Some years ago, John Spong, the former bishop of Newark, sought to ignite a “New Reformation” by proposing 12 “theses.” Spong is convinced that classic Christianity has been outpaced by modern thinking and the scientific revolution; in his view, the “pre-modern concepts in which Christianity has traditionally been carried will never again speak to the post-modern world we now inhabit.” Spong rejects the idea of the Incarnation, the atoning value of Jesus’ death, bodily resurrection and ascension, miracles, and the moral authority of scripture. In dismissing one after the next, he states each of these foundational convictions in as crude and unconvincing way as possible; each becomes a sort of straw man that no reflective Christian would recognize as their own understanding. In the end, his “Christianity for a New Millennium” bears little resemblance to the faith that most Christian believe and practice.
The third of John Spong's “theses” dealt with the primeval event that Christians call “The Fall,” described in the third chapter of Genesis. He says, “The biblical story of the perfect and finished creation from which human beings fell into sin is pre-Darwinian mythology and post-Darwinian nonsense.”
There is nothing particularly original about John Spong's complaint about the Fall. People have been trying to sort out the seeming disconnect between Genesis and scientific views of human origins for almost two centuries. As a result, all too often, our attempt to hear and understand this crucial text has been sidetracked the question of whether “it really happened in this way.”
The question of how precisely the events described in Genesis correlate with the growing findings of geneticists, paleontologists and anthropologists is unanswerable. The Genesis account of the Creation and Fall is a story. It is not, and was never intended be, a precise scientifically and historically verifiable description of an objective sequence of events. It simply isn’t that sort of text. It uses narrative to tell us that there is something deeply and tragically askew in human nature that cries out for redemption and atonement.

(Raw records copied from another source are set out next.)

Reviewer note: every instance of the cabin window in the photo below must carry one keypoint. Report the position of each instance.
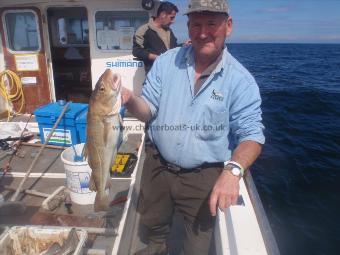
(22, 31)
(115, 29)
(73, 31)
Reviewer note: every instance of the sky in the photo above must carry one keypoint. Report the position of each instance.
(276, 21)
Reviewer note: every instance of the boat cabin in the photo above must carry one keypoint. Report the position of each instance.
(60, 48)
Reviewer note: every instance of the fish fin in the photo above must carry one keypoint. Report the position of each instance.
(106, 132)
(85, 154)
(108, 184)
(101, 203)
(92, 184)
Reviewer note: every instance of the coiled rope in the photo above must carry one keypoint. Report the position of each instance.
(12, 90)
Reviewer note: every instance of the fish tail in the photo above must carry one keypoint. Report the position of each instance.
(101, 202)
(92, 184)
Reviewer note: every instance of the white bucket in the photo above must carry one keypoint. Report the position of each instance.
(78, 176)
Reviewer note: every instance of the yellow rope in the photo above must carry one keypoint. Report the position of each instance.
(14, 92)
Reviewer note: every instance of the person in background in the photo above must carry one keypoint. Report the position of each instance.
(203, 109)
(155, 37)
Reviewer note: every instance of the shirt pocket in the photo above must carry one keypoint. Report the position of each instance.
(212, 124)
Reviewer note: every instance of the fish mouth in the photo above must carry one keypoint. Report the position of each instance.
(116, 82)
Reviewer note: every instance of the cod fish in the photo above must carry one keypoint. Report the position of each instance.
(103, 135)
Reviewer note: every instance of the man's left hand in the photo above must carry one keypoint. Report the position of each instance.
(225, 192)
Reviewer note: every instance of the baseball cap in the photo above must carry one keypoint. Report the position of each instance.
(220, 6)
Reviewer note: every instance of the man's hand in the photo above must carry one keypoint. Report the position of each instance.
(225, 192)
(126, 95)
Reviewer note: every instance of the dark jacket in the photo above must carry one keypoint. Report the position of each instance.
(146, 40)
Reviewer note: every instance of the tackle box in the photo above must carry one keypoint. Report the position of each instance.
(66, 132)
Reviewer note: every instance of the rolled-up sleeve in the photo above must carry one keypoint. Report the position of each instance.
(246, 115)
(152, 87)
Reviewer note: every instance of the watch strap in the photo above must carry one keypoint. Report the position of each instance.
(234, 163)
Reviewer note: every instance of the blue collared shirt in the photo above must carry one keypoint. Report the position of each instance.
(190, 129)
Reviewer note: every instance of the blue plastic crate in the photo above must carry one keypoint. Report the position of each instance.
(81, 123)
(66, 131)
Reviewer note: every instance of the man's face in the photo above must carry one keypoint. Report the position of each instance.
(208, 32)
(168, 19)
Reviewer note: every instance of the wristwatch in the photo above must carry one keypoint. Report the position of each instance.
(235, 168)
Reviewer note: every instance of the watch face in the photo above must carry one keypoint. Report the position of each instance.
(236, 171)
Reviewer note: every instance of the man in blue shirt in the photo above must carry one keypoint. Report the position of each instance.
(203, 110)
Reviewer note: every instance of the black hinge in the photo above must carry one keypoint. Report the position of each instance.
(43, 18)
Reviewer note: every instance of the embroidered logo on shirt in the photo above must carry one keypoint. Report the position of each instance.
(217, 95)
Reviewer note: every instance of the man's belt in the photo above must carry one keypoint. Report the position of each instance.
(176, 169)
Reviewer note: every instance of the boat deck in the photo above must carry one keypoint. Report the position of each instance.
(47, 175)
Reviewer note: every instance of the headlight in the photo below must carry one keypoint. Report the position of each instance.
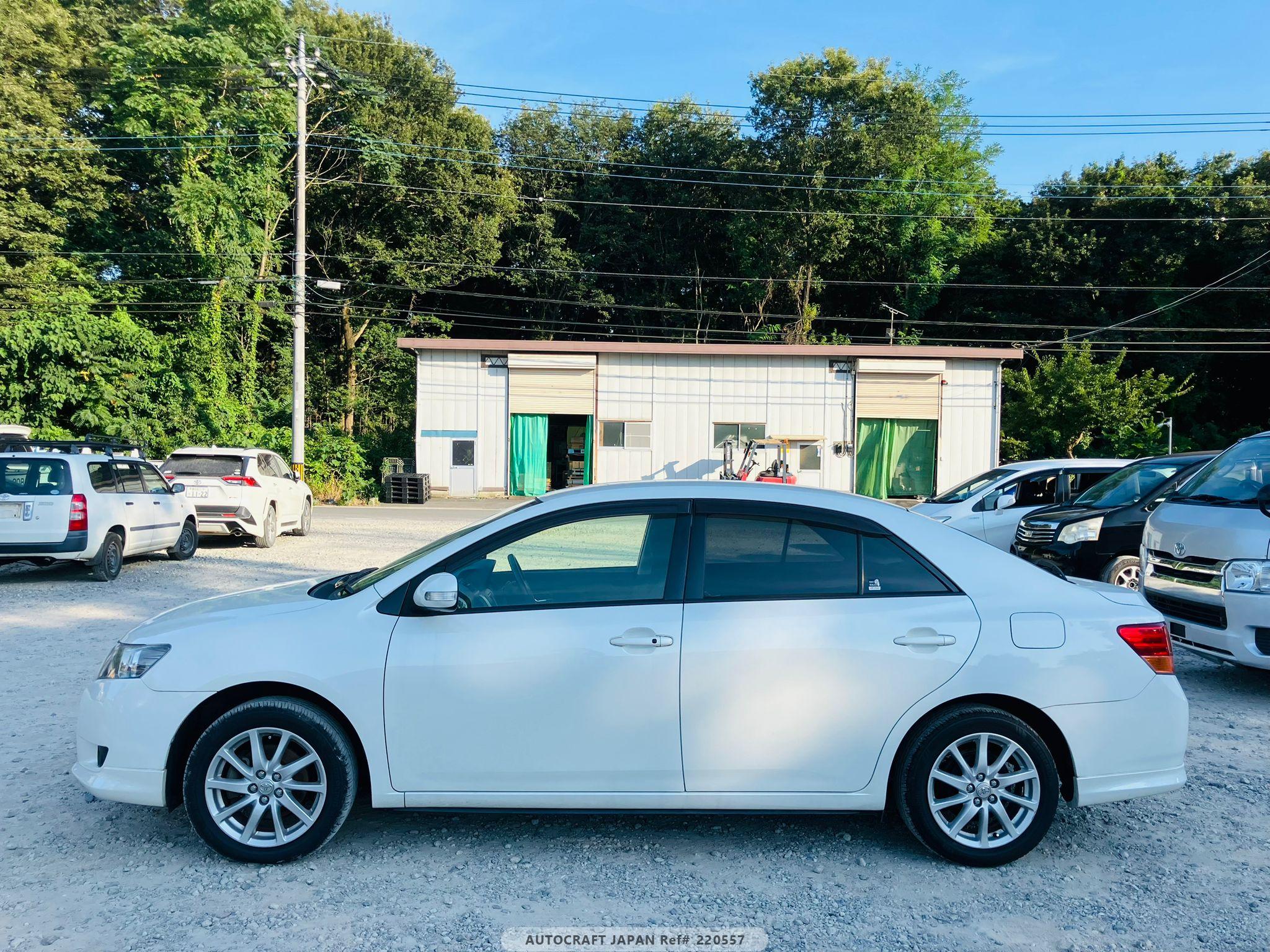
(1082, 531)
(131, 660)
(1248, 575)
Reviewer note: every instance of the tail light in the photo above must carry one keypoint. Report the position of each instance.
(79, 514)
(1152, 644)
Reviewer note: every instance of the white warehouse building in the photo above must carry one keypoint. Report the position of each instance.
(522, 416)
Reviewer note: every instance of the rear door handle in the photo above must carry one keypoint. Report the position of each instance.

The Fall is tied to an act of disobedience. The key to the story of Eve’s seduction is her motivation. The serpent tells Eve that she will not die when she eats of the fruit, but “when you eat of it your eyes will be opened, and you will be like God, knowing good and evil.” It is the prospect of “being like God,” that suddenly makes the fruit so attractive to Eve and “a delight to the eyes.”
What does it mean for the creation to claim the place the creator – to “be like God”? It is the attempt to be autonomous rather than interdependant, and to place oneself at the center of one’s universe in which everything is at one’s beck and call. Martin Luther spoke of sin as the moral condition of being “curved in on oneself” rather that oriented toward God and other people.
It has been said that “Original Sin” is the most verifiable of all Christian doctrines; one need only look at the New York Times, CNN, Fox News or whatever your favored source of information, to recognize the broken state of the world and the desperate need for a renovation of human nature. A little education or social reform simply is not sufficiently strong medicine; what is needed is the gracious intervention of the Creator himself.